I recently joined a running group to give a much needed boost to a sluggish exercise program. I’m not really a runner; I jog/trot my way to my desired destination. The group meets at a running store on 102nd and Western and they run through Beverly. This was something I manage twice a week because it was on the way home from work. I could get some things, meet for a run and head home. Perfect.
The first day out I cheated myself and ended up walking. In my rush to leave that morning I forgot to pack a required essential—my sports bra. I knew I couldn’t run without my attention-seeking companions acting out and trying to get some attention. They needed to be tied down, and I had left the harness at home. So, I resigned myself to walking. But it was a wonderful walking experience.
Although I ride through the Beverly/Morgan park neighborhood and admire the scenery, it was not something I had done on foot. The perfectly manicured, rich deep-green lawns surrounding the home create a sense of serenity. As I walked and enjoyed the view, I could feel the stress that had been nipping at me fall away. I passed a boutique and peeked in the window, and then ducked in the jerk chicken restaurant to grab a menu. It was a wonderful prelude to what I hoped would be a peaceful evening.
On Saturday, I decided that I wanted to run outside again, but I didn’t want to drive to Beverly. Since there’s a park near my house that I have used as part of my exercise regiment in the past without incident, I decided to go to the park. The area around Palmer Park is definitely not as scenic as Beverly, but I could be outside and be one with nature—or so I thought.
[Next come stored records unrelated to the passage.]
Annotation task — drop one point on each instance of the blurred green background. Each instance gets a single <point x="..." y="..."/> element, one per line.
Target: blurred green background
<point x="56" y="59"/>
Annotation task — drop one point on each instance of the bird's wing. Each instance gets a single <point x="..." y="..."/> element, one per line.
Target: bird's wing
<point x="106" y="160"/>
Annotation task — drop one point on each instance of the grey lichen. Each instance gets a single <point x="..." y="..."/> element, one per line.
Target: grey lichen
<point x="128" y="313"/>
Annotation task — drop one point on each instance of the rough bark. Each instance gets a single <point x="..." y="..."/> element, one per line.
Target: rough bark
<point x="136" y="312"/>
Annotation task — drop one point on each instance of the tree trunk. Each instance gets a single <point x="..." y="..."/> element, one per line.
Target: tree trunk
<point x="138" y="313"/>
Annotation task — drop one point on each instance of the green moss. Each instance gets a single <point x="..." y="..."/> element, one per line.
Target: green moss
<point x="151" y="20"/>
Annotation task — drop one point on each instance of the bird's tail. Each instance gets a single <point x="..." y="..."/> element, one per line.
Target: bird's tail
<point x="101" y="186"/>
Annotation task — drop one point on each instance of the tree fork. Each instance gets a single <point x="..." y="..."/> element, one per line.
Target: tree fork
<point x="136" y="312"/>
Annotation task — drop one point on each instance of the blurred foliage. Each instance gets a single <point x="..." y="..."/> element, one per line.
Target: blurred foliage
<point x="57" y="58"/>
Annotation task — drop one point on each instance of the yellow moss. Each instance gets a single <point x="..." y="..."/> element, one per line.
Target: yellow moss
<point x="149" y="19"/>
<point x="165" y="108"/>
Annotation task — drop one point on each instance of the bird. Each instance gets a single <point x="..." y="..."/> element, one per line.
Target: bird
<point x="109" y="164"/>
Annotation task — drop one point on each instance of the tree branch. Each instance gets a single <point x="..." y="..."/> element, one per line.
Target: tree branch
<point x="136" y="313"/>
The early morning peace was pierced by the sounds of sirens speeding west on 111th St. unfortunately, living in an area plagued by violence, the sounds of sirens are commonplace. I started my run and noticed CTA workers in the park along with a bus. “That’s odd, I thought.” As I rounded the corner I saw the news crews. I saw people gathered. I saw a building across the street with the windows broken out, and the yellow tape stretched across the fence in front. I slowed, but I didn’t stop.
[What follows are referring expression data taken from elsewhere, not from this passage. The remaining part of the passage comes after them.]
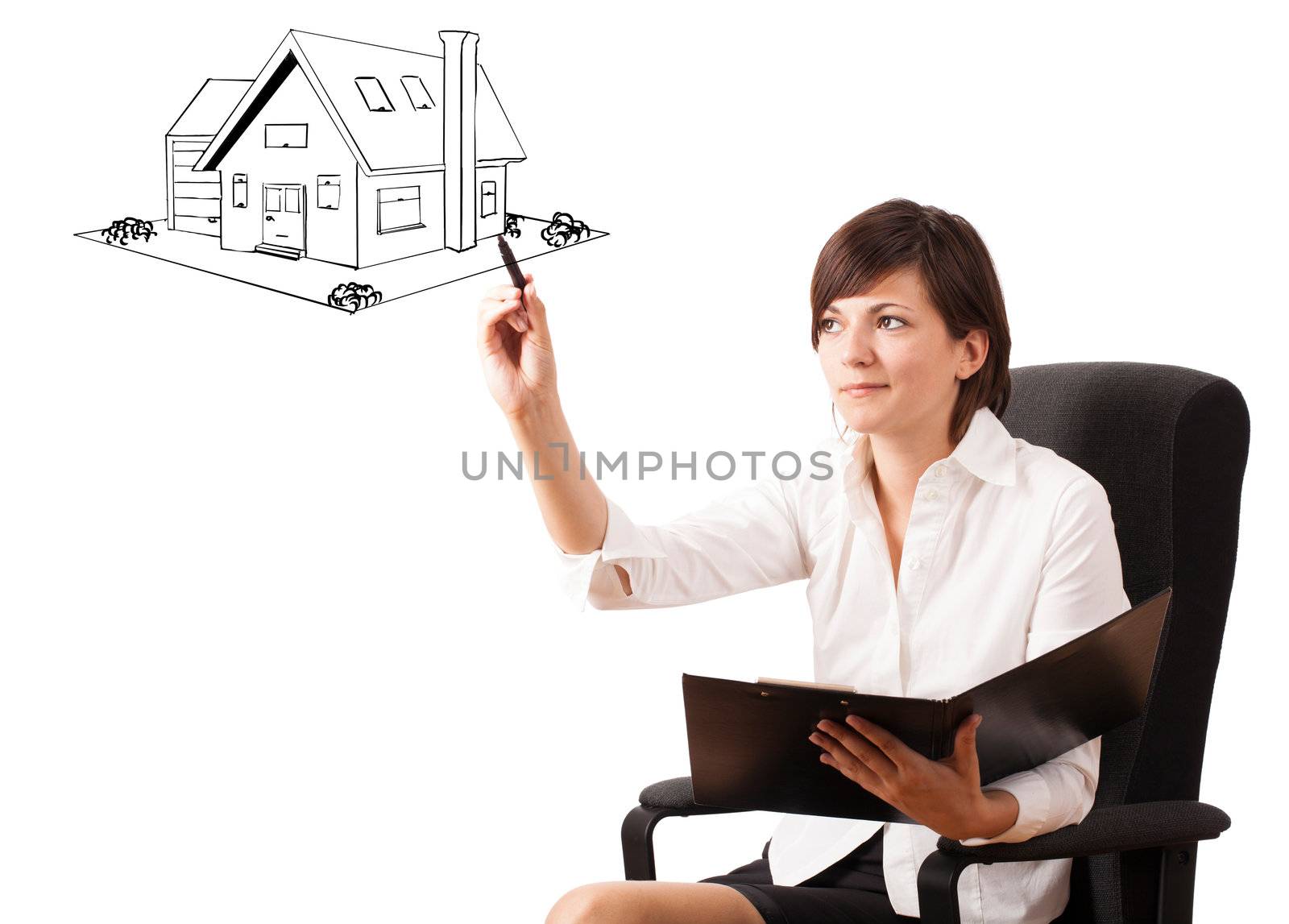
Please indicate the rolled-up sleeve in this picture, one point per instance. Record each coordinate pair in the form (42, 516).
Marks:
(1080, 588)
(744, 541)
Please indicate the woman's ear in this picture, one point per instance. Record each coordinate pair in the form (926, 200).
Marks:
(975, 348)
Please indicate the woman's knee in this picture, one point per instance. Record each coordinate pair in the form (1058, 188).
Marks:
(653, 902)
(601, 902)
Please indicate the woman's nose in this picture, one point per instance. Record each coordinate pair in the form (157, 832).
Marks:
(856, 348)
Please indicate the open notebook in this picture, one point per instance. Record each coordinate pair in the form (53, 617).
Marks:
(749, 748)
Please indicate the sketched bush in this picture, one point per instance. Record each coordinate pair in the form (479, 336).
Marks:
(126, 230)
(352, 296)
(561, 228)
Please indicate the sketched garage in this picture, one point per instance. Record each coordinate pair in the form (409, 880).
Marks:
(345, 155)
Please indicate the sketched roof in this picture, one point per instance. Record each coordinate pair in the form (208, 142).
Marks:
(210, 107)
(382, 142)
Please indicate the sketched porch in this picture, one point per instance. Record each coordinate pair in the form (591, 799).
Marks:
(316, 280)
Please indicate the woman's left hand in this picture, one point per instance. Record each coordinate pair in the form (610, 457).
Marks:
(944, 794)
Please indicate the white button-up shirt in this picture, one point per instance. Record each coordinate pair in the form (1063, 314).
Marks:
(1009, 552)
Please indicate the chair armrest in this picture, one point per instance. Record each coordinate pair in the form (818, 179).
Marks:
(1108, 831)
(677, 797)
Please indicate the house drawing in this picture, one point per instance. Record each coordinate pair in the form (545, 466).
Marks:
(345, 152)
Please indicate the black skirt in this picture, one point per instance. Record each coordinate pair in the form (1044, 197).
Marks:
(851, 891)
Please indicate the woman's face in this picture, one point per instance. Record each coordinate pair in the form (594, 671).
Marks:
(893, 337)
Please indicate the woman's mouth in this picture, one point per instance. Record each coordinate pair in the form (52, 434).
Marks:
(861, 392)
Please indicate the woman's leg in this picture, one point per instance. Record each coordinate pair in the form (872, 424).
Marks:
(646, 901)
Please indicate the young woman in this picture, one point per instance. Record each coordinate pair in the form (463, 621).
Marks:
(941, 552)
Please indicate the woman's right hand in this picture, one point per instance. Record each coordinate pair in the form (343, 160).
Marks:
(515, 346)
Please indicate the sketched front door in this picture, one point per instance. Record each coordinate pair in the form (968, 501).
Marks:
(284, 215)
The next time around, I became a voyeur and whipped out my phone. Snap, snap. I took pictures to document the difficulty of even something as simple as a run in certain neighborhoods. Two days earlier being one with nature melted the tension of a long day, but on Saturday, the songs on my from iPod were fighting with my stream of consciousness thinking of-what-had-happened-and-whose-life-was-forever-altered-by-the-early-morning events.
I couldn’t help but wonder how could anyone find peace in the midst of unrest?